Guillaume Dupuy d'Angeac • Dec 14, 2020

L’acquisition de Slack par Salesforce marque la réouverture de la chasse dans le secteur du software.

Le prix payé, 45 milliards de dollars, soit un multiple de 28 (non pas des profits mais du chiffre d’affaire) peut sembler absurde. Tout dépendra des modalités de l’intégration de Slack et de son rôle futur dans l’organisation fusionnée.


Salesforce peut se contenter d’ajouter Slack à sa suite de produits et d’utiliser son atout maître, à savoir, comme son nom l’indique, sa force de vente, pour augmenter la diffusion de Slack. Dans ce cas le prix payé pour Slack est élevé.


L’alternative beaucoup plus disruptive est de positionner Slack au cœur de Salesforce et de l’utiliser comme modèle pour améliorer l’offre existante en la rendant plus intuitive et fluide pour ses utilisateurs. Slack jouerait le rôle de poisson pilote pour la gamme devenue dans l’intervalle un outil intégré, cohérent et incontournable de CRM et de travail collaboratif.


Dans ce scénario, l’acquisition de Slack se révélerait pour Salesforce, comme un coup de maître dans sa stratégie de croissance et sa course-poursuite avec Microsoft. 


Le secteur du Software termine une année folle marquée par une explosion des profits et encore plus des valorisations, et l’émergence de nouveaux acteurs aux noms souvent décalés comme Mongo DB, JFrog, Splunk, Crowdstrike ou Zscaler, qui rappellent plus l’univers de Star Wars que celui de l’informatique.Ces nouveaux arrivants, encore inconnus il y a peu, représentent aujourd’hui des capitalisations boursières qui se chiffrent en dizaines de milliards de Dollars.

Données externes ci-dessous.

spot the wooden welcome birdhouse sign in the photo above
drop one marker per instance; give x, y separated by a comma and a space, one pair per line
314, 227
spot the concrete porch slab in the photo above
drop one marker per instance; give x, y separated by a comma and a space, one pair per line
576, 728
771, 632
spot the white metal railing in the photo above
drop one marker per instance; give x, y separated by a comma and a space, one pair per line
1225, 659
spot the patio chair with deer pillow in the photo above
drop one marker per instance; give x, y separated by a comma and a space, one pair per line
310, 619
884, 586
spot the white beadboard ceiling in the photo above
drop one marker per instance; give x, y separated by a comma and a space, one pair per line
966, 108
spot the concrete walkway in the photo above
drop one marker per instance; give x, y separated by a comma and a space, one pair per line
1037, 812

La situation n’est pas sans rappeler la bulle de 2000. La grande différence est que l’internet, concept prometteur mais abstrait il y a vingt ans, est devenu d’abord une réalité, puis au cours des 9 derniers mois, l’essentiel de notre réalité à la fois dans le travail, les loisirs et les modes de consommation. 

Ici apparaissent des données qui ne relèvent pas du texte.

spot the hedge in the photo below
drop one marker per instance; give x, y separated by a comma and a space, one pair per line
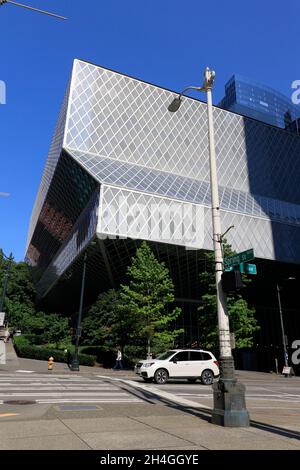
25, 349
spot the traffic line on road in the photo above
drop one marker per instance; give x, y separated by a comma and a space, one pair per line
160, 393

Les mouvements observés sur les sociétés de software résultent de cette accélération. Individuellement, ils sont fréquemment excessifs, collectivement ils se justifient par une très forte adoption de leurs services et une explosion de leurs revenus.


Faisant suite à la grande accélération de 2020, 2021 s’annonce pour l’ensemble du secteur comme une année de digestion et de réorganisation avec, à la clé, de nombreuses opérations de fusion et acquisition. 

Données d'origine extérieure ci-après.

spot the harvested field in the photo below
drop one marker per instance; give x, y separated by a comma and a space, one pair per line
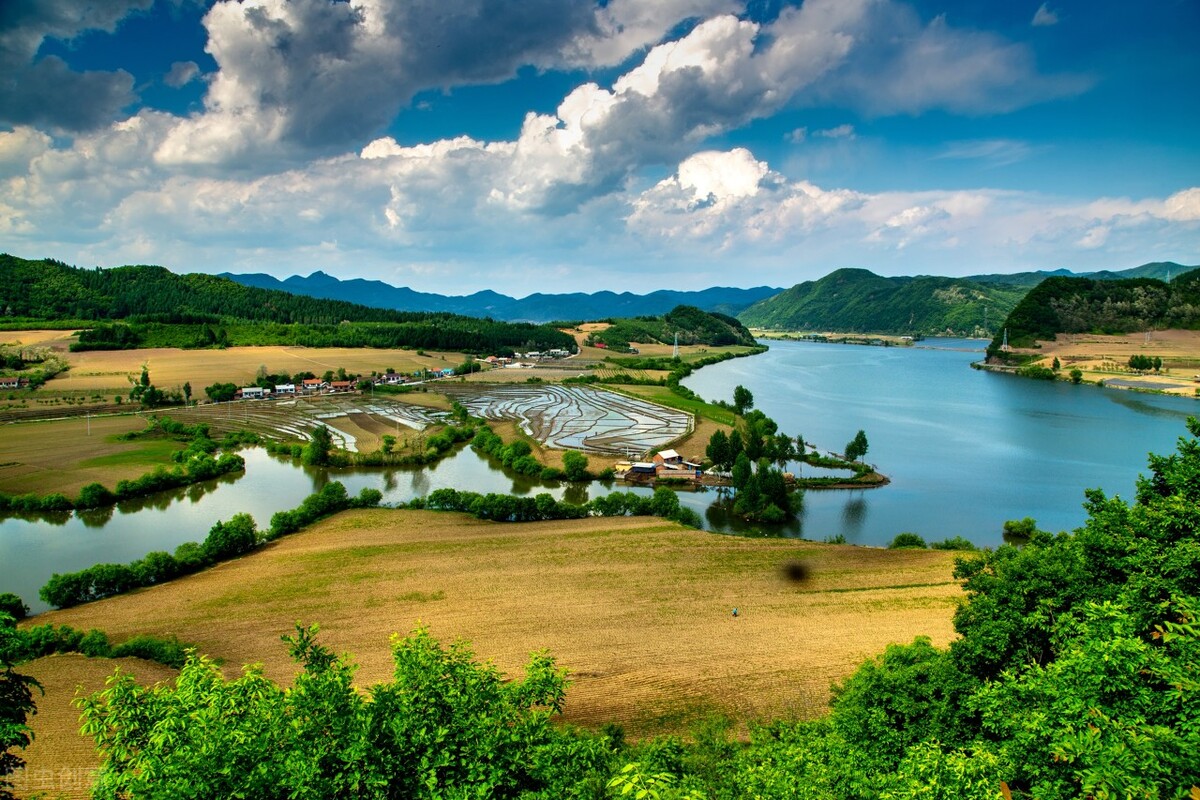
169, 368
579, 417
60, 762
60, 456
639, 609
1107, 358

Les grands mâles dominants que sont Salesforce, Microsoft, Google et Adobe, ont connu dans l’absolu une année faste par rapport aux sociétés du monde ancien avec des hausses de leur cours entre 25 et 45%.


En revanche, la performance est moins brillante si on les étalonne par rapport à leur secteur. Certaines jeunes sociétés emblématiques comme Zoom, Docusign ou Twillio, ont vu leur cours de bourse tripler, voire quadrupler, et commencent à faire de l’ombre aux anciens. 


Slack est très représentative des recettes du succès des nouveaux arrivants : 


-    Créer un outil en ligne qui répond à un besoin précis où la technologie peut clairement améliorer et parfois transformer l’existant à bas coût.


-    Investir sur la facilité de prise en main et la fluidité d’utilisation de l’outil et créer un très haut niveau de satisfaction.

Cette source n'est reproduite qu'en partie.